Imagine trying to start a car that's been sitting in a garage for decades—and the car is 13 billion miles away. That's what NASA attempted to do this week with the Voyager 1 spacecraft—and it worked.

Four of the thrusters on Voyager 1—the only human-made object ever to reach interstellar space—have been dormant since 1980, just three years after it and its twin probe, Voyager 2, were launched into the universe bearing the sights, sounds, and music of Earth on the Golden Record.

For the past 40 years, Voyager 1 has been using "attitude control thrusters" to keep the spacecraft's antenna oriented to Earth so that it can communicate with us, and us with it. The thrusters fire tiny pulses lasting for just milliseconds. For the past three years, they've been degrading, worrying the Voyager team.

Propulsion experts Carl Guernsey and Todd Barber, from NASA's Jet Propulsion Laboratory in Pasadena, California, considered different interventions and how the spacecraft might respond to them. They proposed attempting to start the four "trajectory correction maneuver," or TCM, thrusters located on the back of the spacecraft, hoping they could take over the job of correctly orienting Voyager. In the early days of the mission, these thrusters, identical in size and functionality to the attitude control thrusters, were used to keep the probe's instruments targeted on Jupiter, Saturn, and their moons as the spacecraft flew by them.

They pored over decades-old data and deciphered outdated software code to make sure they could attempt to turn on the TCM thrusters without causing damage to Voyager. Then, on Tuesday, engineers fired them up and tested their ability to orient the spacecraft, using 10-millisecond pulses.
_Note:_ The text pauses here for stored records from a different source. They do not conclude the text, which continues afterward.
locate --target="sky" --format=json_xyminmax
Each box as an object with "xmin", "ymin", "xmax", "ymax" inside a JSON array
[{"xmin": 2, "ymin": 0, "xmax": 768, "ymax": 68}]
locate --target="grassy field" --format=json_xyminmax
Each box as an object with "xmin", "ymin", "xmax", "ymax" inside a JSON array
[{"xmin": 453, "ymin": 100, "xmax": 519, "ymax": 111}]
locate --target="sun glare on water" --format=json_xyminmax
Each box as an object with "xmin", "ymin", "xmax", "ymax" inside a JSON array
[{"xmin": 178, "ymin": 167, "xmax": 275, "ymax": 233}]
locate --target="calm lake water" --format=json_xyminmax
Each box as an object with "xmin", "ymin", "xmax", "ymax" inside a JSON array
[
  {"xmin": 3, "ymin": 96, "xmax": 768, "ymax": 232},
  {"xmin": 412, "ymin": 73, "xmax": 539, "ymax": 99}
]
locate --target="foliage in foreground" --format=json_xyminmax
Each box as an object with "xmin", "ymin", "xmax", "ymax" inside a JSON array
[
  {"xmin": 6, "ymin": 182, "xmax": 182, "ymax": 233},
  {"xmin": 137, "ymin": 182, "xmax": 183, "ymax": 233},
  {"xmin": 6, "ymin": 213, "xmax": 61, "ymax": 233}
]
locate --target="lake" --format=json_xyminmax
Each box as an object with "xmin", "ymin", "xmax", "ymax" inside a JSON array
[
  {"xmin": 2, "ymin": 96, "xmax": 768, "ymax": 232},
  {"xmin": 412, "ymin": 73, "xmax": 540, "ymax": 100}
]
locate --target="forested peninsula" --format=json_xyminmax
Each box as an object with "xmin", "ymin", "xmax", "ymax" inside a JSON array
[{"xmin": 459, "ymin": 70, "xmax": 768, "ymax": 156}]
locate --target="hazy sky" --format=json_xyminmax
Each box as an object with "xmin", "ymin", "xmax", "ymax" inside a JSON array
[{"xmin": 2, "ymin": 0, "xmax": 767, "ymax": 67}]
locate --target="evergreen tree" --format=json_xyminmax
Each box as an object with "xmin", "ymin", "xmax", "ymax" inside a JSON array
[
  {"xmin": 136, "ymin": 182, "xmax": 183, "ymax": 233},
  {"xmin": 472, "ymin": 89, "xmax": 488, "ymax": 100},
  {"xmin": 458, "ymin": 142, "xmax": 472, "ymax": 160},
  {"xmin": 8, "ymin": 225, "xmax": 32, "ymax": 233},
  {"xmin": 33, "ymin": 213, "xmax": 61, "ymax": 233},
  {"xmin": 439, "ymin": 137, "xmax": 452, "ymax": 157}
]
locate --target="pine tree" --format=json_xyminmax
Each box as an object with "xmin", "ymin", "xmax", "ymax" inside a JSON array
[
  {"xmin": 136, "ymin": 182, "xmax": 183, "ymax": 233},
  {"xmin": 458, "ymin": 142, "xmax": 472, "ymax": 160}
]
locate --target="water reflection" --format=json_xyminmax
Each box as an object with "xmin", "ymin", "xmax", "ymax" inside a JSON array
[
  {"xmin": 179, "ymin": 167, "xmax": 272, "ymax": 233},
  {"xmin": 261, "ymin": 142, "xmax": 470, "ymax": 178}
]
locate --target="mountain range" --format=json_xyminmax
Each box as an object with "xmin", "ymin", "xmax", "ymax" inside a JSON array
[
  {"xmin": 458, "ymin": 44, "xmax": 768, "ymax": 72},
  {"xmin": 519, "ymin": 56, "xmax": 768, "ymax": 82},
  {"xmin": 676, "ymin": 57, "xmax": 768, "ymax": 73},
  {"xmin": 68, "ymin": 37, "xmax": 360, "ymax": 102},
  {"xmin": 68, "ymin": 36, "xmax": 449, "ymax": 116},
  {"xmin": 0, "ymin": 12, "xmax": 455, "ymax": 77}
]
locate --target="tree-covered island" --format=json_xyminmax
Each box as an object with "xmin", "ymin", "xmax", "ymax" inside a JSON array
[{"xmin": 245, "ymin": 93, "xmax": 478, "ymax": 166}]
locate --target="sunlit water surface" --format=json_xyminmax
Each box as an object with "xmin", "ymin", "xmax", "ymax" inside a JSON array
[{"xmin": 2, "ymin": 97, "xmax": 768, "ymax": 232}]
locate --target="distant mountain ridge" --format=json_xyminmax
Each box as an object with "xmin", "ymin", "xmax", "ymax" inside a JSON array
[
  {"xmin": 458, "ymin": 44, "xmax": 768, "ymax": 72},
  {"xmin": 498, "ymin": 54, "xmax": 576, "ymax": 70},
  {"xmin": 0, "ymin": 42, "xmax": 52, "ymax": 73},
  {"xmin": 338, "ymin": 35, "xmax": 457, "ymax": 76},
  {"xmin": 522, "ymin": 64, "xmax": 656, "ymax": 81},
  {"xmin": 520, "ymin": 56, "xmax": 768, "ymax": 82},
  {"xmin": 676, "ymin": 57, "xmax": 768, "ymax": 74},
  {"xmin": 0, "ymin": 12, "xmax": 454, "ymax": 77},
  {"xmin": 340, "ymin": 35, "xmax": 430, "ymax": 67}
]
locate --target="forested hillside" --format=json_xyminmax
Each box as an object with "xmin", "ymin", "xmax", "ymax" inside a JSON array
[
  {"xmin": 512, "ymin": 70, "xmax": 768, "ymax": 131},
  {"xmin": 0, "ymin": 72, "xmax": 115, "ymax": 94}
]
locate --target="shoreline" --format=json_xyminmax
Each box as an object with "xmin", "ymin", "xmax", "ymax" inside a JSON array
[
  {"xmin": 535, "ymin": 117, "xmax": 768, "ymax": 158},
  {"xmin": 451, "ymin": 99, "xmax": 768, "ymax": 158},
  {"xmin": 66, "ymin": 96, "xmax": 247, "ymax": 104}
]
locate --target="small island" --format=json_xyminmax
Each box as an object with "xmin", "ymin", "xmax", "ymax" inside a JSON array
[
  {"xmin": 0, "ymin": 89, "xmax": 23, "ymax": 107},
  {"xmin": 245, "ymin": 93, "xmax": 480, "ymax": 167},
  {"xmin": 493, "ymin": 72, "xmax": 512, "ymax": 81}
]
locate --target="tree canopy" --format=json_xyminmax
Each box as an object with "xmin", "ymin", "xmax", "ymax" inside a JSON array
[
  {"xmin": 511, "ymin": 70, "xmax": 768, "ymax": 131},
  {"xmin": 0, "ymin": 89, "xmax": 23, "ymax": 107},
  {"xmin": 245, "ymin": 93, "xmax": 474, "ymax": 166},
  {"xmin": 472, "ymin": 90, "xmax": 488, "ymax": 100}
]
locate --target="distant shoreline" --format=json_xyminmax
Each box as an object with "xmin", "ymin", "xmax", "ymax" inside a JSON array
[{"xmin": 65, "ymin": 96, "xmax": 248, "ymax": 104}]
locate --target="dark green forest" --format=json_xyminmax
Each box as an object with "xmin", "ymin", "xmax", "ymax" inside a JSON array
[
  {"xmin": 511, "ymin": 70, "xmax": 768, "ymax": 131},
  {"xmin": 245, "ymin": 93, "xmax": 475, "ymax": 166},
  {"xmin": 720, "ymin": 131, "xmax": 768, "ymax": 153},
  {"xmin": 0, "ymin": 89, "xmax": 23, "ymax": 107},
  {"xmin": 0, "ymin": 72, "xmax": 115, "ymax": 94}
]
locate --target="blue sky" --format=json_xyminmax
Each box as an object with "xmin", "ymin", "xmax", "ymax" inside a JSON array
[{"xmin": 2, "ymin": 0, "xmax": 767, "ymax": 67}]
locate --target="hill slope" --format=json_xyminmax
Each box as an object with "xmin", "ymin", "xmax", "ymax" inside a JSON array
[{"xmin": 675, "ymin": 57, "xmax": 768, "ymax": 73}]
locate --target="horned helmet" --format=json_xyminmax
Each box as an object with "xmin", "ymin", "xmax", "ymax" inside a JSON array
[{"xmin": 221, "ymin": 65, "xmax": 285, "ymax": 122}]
They had to wait 19 hours and 35 minutes for the data to make it to Earth, but eventually they got the good news: The TCM thrusters were up to snuff.

Now that the back thrusters are operational, Voyager 1 just got another two to three years of life, Suzanne Dodd, mission project manager at NASA's Jet Propulsion Laboratory, said in a statement. The plan is to shift the orientation work to the TCM thrusters in stages beginning in January. Each requires a heater to operate, and turning on the heaters requires power, which is a strain on the aging probe. So when there's no longer enough power for them, the job will switch back to the attitude control thrusters.

The engineers will likely attempt the same move with Voyager 2 when its attitude control thrusters start to break down; currently, they're in better shape than Voyager 1's. Now in the periphery of our solar system in what's known as the heliosheath, Voyager 2 will enter interstellar space in the next few years. As the twin crafts fly deeper into the universe at more than 36,000 mph, they'll keep talking to Earth for at least a little while longer.